Monter un nouveau projet, défricher, argumenter, convaincre, emmener avec soi c’est euphorisant. Chaque jour est une victoire. Chaque jour fait sens. Les rangs se gonflent avec toi et toi et encore toi, jeune entrepreneur, mentor, partenaire, membre du bureau, collaborateur (nous sommes 25 aujourd’hui) expert, tous heureux de contribuer à ce grand sujet d’humanité : trouver sa place et faire rayonner notre beau pays.

Merci à vous tous pour cette magnifique aventure que nous vivons ensemble.
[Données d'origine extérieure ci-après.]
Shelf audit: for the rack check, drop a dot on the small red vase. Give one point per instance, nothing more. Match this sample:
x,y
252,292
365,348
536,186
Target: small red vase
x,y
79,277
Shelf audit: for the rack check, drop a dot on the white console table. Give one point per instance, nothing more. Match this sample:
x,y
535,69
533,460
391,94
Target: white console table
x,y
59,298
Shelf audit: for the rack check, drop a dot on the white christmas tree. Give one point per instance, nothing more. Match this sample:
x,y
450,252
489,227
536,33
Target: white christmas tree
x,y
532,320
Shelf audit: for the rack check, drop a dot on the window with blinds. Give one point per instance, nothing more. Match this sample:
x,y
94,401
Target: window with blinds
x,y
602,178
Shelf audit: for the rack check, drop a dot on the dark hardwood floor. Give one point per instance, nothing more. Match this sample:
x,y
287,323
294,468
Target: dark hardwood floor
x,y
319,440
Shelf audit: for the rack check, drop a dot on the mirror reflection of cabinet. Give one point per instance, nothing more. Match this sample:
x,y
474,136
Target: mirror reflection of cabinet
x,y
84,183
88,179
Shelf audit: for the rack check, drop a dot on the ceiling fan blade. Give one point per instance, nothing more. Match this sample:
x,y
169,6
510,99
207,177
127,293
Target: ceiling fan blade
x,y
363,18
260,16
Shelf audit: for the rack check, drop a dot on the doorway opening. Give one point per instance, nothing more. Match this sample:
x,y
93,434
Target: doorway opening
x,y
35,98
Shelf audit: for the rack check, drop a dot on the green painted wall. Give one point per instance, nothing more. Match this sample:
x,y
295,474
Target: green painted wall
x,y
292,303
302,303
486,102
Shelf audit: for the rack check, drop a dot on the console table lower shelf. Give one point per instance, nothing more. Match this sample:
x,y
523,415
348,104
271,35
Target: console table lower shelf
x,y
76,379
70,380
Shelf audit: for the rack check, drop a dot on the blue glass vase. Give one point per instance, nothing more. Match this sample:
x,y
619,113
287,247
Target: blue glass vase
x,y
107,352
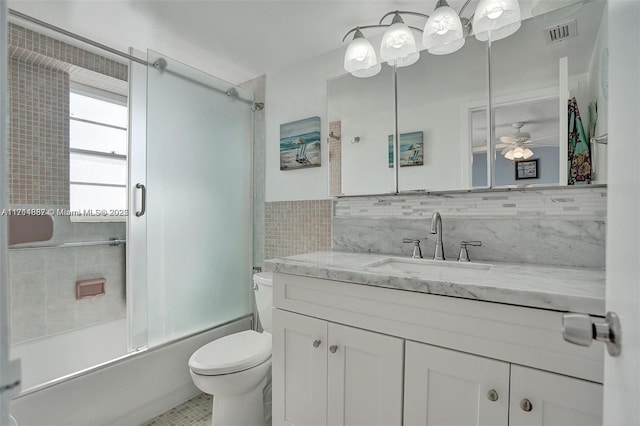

A la maison, je raconte ce grand projet, le monde qui bouge, la jeunesse qui entreprend. Mes enfants ouvrent de grands yeux. S’ils ne comprennent pas vraiment, ils sentent que c’est important. De mon côté, je vois bien que la famille est en train de dérailler.
Je n’ai pas trouvé de solution miracle. Mon optimisme forcené cette fois, n’a pas fonctionné.

Et j’ai été fauchée. Pas comme je l’imaginais. Mon fils, qui lui avait compris que notre couple partait à la dérive, a tenté de nous lancer un avertissement. « Hey, les parents, y’a plus important que vos petites embrouilles. Regardez vos enfants, ils ont besoin de vous ! Alors moi, je vais vous faire peur et vous allez oublier vos enfantillages.» Tu le sais, ça a mal fini. Louis, ce jour-là, a stoppé son chemin. Nous laissant anéantis. C’était le 11 décembre 2011, il venait d’avoir 13 ans. Dans quelques jours, ça fera 13 ans.

L’église était pleine ce vendredi glacial, tu étais là et toi, et toi aussi, plus de 400 mains tendues pour répondre à mon appel au secours : souris-moi quand tu me croiseras, j’aurais tellement besoin de ce sourire. Tu as fait bien plus que ça. Tu m’as prise dans tes bras et tu m’as dit courage, n’abandonne pas, le monde a besoin de toi. Je serai là, à côté de toi pour adoucir ta route. Et tu as dit vrai.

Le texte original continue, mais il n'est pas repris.